EL5 to EL6: Pushing an in-place upgrade with Puppet

Posted by Ryan Uber | Bourne-Again Shell (bash),Enterprise Linux,Linux,Puppet,RPM | Saturday 7 January 2012 3:24 pm

EL6 is a large step up from the 5.x family – There are hundreds of improvements that every sysadmin will be eager to take advantage of; newer versions of most popular packages, a new kernel based on 2.6.32, new software added to the enterprise linux “base”, etc. With so many large changes to the operating system, in-place upgrades become harder. You have a gang of EL5.x boxes and want to move them to the 6.x distribution, but the fence between the two distributions is a fairly high one, the largest feat being the updates to YUM, python (2.6), and RPM itself (4.6+). You can’t read new RPM packages with an old version of RPM (pre-4.6 can’t read EL6-ready RPMs), and there is no 4.6 version of RPM available for the EL5 distribution. Upgrading core components such as glibc and python in-place can be scary too. However, the jump from EL5 to EL6 is not impossible. I’ll outline here how I was able to make it happen.

What you can’t be afraid of to accomplish this

  1. Forcefully breaking RPM dependencies (will be resolved upon completion)
  2. Ignoring package checksum mismatches
  3. Rebooting

New version of RPM
Seeing how its not possible to install EL6 RPM’s with EL5′s stock version of RPM, the first thing to do is to get that newer version of RPM installed on your system. Keith Chambers, a friend and colleague of mine, recompiled RPM 4.6 against glibc 2.5 so that it would work with the current EL5 system. RPM 4.8 may have worked as well, but 4.6 worked for me, and I only needed to use this version during the big upgrade. RPM will replace itself with the stock EL6 version later on. For dependencies, I needed to include xz-libs and lua. I force-upgraded these packages (–nodeps). What you want to end up with is:

# rpm --version
RPM version 4.6.0

Patch YUM
Since the new RPM’s coming from the repo will be verified with a newer hashing algorithm than what YUM/python2.4 will recognize, I needed to make a few quick patches to YUM itself to force it to ignore conflicts. These ghetto-hack patches will be automatically removed from the system when YUM upgrades itself, so really this is only needed one time.

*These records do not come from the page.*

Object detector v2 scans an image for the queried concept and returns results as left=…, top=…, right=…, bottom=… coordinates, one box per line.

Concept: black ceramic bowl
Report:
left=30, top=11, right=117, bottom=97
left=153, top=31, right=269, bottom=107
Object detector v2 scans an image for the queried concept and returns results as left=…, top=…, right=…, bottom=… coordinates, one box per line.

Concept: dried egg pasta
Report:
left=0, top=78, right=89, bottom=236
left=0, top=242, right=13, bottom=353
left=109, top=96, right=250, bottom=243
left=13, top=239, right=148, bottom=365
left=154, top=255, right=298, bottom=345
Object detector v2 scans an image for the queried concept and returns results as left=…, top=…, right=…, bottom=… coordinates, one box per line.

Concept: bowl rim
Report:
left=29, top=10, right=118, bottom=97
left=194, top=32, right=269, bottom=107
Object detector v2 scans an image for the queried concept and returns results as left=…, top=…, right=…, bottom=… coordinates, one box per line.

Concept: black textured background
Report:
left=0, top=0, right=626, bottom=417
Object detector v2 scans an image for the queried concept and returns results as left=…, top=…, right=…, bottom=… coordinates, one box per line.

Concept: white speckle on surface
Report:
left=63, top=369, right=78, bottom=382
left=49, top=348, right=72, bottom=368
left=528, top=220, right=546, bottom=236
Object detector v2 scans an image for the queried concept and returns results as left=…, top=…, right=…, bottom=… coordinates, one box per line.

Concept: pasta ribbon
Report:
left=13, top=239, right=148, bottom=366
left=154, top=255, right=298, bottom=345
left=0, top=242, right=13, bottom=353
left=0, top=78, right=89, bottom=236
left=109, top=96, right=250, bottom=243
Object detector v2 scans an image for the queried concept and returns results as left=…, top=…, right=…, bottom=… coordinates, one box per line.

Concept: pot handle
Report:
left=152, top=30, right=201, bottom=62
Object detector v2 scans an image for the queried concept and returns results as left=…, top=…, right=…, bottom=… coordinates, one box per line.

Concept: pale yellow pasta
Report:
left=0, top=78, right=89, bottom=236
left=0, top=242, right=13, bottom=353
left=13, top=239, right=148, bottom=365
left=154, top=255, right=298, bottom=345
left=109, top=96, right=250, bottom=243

diff -Nur /usr/lib/python2.4/site-packages/yum.orig/depsolve.py /usr/lib/python2.4/site-packages/yum/depsolve.py
--- /usr/lib/python2.4/site-packages/yum.orig/depsolve.py       2011-08-19 15:07:02.000000000 +0000
+++ /usr/lib/python2.4/site-packages/yum/depsolve.py    2012-01-07 20:43:21.634917883 +0000
@@ -142,6 +142,7 @@
                             'repackage': rpm.RPMTRANS_FLAG_REPACKAGE}

         self._ts.setFlags(0) # reset everything.
+        self._ts.addTsFlag(rpm.RPMTRANS_FLAG_NOMD5)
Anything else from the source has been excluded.